Given our observation that stgRNAs may have characteristic sequence evolution patterns, we sought to infer the likelihood of a stgRNA locus transitioning from any given sequence variant to another variant owing to self-targeted mutagenesis. We computed such likelihoods in the form of a transition probability matrix, which captures the probability of a sequence variant transitioning to any sequence variant within a given time frame (Fig. 3E, fig. S4, and Materials and methods). We found that self-targeting sequence variants were generally more likely to remain unchanged than be mutagenized across the 2-day time period, as indicated by high probabilities along the main diagonal (matrix elements where x = y), as annotated in fig. S6. In addition, transition probability values were found to be typically higher for sequence transitions below the main diagonal versus for those above the main diagonal, implying that sequence variants tend to progressively gain deletions (fig. S6). Moreover, when compared with deletion-containing sequence variants, insertion-containing sequence variants tended to have a very narrow set of sequence variants into which they were likely to mutagenize. Last, we noticed that the predominant way in which mutated self-targeting sequence variants mutagenize into non–self-targeting sequence variants is by losing the PAM and downstream region encoding the stgRNA handle while keeping the SDS-encoding region intact.

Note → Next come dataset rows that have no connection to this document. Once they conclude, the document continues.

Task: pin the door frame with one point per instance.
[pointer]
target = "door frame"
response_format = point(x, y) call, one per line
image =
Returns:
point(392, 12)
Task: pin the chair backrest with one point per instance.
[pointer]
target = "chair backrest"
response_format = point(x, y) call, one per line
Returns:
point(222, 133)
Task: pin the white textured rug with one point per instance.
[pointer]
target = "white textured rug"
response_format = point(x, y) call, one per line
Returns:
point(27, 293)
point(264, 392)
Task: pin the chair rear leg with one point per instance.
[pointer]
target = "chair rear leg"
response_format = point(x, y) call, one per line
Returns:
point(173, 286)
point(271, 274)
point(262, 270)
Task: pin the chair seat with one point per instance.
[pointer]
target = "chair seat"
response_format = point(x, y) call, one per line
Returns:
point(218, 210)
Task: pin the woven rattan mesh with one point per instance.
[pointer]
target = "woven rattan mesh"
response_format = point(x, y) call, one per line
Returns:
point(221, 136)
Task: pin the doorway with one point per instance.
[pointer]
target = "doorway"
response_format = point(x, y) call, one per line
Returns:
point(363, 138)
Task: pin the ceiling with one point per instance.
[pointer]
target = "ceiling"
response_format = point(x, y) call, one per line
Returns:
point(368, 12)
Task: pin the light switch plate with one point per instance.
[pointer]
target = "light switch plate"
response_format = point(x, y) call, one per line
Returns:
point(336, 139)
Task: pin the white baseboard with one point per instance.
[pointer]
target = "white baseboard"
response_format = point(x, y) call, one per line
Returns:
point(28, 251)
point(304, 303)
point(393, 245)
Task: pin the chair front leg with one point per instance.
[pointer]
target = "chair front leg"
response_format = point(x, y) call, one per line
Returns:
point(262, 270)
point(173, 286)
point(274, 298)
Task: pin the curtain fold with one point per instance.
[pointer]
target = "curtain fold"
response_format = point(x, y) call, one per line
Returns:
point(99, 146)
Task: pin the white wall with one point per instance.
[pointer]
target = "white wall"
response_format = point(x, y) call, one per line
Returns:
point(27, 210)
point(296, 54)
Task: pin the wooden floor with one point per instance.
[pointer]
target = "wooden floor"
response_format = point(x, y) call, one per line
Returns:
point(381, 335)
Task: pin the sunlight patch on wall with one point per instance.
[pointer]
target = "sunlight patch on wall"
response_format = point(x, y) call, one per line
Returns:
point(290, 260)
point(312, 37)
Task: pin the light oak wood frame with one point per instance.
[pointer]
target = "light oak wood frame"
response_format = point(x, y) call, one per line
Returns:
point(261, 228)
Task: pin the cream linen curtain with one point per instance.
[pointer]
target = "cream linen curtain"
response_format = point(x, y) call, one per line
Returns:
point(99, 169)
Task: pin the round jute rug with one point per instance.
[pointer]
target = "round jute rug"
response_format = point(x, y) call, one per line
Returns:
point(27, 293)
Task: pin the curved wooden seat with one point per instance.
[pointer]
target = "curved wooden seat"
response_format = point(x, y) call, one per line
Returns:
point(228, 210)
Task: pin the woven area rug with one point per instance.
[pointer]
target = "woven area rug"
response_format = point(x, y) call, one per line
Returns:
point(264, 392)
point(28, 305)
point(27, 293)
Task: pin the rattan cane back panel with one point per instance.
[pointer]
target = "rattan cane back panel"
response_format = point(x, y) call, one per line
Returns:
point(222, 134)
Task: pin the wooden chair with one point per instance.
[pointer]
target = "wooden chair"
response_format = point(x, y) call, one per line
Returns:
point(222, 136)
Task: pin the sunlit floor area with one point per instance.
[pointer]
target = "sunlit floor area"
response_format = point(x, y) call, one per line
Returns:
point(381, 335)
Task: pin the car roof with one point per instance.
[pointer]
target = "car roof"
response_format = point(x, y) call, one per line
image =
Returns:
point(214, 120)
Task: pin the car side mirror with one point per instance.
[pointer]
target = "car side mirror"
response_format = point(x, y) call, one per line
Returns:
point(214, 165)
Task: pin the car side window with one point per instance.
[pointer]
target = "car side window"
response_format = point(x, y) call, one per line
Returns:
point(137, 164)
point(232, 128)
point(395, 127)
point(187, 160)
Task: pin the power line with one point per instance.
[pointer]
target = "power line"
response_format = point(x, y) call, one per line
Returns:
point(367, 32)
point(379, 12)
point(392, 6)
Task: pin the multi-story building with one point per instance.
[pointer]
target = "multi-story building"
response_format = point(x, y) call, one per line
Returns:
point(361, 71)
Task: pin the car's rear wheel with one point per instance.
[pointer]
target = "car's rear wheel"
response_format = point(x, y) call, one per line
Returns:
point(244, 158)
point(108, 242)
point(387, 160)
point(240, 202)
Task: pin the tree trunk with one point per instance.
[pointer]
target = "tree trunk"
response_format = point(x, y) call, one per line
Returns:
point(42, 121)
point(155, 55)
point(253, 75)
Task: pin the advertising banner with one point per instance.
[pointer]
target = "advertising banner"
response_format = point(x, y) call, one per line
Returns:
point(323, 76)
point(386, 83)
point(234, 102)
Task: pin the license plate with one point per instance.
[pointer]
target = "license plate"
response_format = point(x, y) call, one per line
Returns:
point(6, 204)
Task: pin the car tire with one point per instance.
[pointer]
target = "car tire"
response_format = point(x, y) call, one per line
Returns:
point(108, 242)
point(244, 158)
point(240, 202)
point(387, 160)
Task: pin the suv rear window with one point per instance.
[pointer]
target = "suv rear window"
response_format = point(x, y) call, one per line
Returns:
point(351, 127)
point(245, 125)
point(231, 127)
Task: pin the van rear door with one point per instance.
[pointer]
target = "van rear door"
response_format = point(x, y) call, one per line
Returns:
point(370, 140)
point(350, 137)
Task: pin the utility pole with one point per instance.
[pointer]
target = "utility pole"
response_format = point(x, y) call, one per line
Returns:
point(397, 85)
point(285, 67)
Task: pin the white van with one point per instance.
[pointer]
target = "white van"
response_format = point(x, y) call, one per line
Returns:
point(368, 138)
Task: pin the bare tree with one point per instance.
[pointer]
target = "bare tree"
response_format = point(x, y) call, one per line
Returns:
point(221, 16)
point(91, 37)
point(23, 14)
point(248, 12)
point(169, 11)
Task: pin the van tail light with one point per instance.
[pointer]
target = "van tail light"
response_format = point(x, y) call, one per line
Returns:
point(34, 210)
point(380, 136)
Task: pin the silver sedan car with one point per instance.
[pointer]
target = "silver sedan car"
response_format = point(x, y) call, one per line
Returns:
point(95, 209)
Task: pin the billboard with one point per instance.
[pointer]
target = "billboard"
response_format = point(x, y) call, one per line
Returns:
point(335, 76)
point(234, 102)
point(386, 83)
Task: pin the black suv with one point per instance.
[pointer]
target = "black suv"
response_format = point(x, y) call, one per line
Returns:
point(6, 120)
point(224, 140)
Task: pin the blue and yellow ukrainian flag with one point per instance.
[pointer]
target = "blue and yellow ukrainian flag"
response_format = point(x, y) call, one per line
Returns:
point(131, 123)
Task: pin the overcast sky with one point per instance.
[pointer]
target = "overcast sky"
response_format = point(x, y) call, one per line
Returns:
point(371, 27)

Having analyzed the sequence evolution characteristics of stgRNAs, we envisioned that a metric could be computed on the basis of the relative abundance of stgRNA sequence variants as a measure of stgRNA activity. Such a metric would enable the use of stgRNAs as intracellular recording devices in a population to store biologically relevant, time-dependent information that could be reliably interpreted after the events were recorded. From our analysis of stgRNA sequence evolution, we reasoned that novel self-targeting sequence variants at a given time point should have arisen from prior self-targeting sequence variants and not from non–self-targeting sequence variants. Thus, we calculated the percentage of sequences that contain mutations only in the SDS-encoding region among all the sequences that contain an intact PAM, which we call the percent mutated stgRNA, to serve as an indicator of stgRNA activity. In Fig. 3F, we plot the percent mutated stgRNA as a function of time for the six different stgRNAs. Except for the 20nt-2 stgRNA, which saturated to ~100% by 10 days, we observed nonsaturating and steadily increasing responses of the metric for all stgRNAs over the entire 16-day experimentation period. On the basis of the rate of increase of the percent mutated stgRNA (percent mutated stgRNA/time), stgRNAs encoding SDSs of longer length should have a greater capacity to maintain a steady increase in the recording metric for longer durations of time and thus should be more suitable for longer-term recording applications.

We also conducted a time course experiment with regular sgRNAs targeting a DNA target sequence so as to test their ability to serve as memory registers (fig. S7). We used sgRNAs encoding the same 20nt-1, 30nt-2, and 40nt-1 SDSs tested in Fig. 3F (table S2, constructs 25 to 27) and found that unlike stgRNA loci, sgRNA target loci quickly saturate the percent mutated sequence metric and exhibit restricted linear ranges.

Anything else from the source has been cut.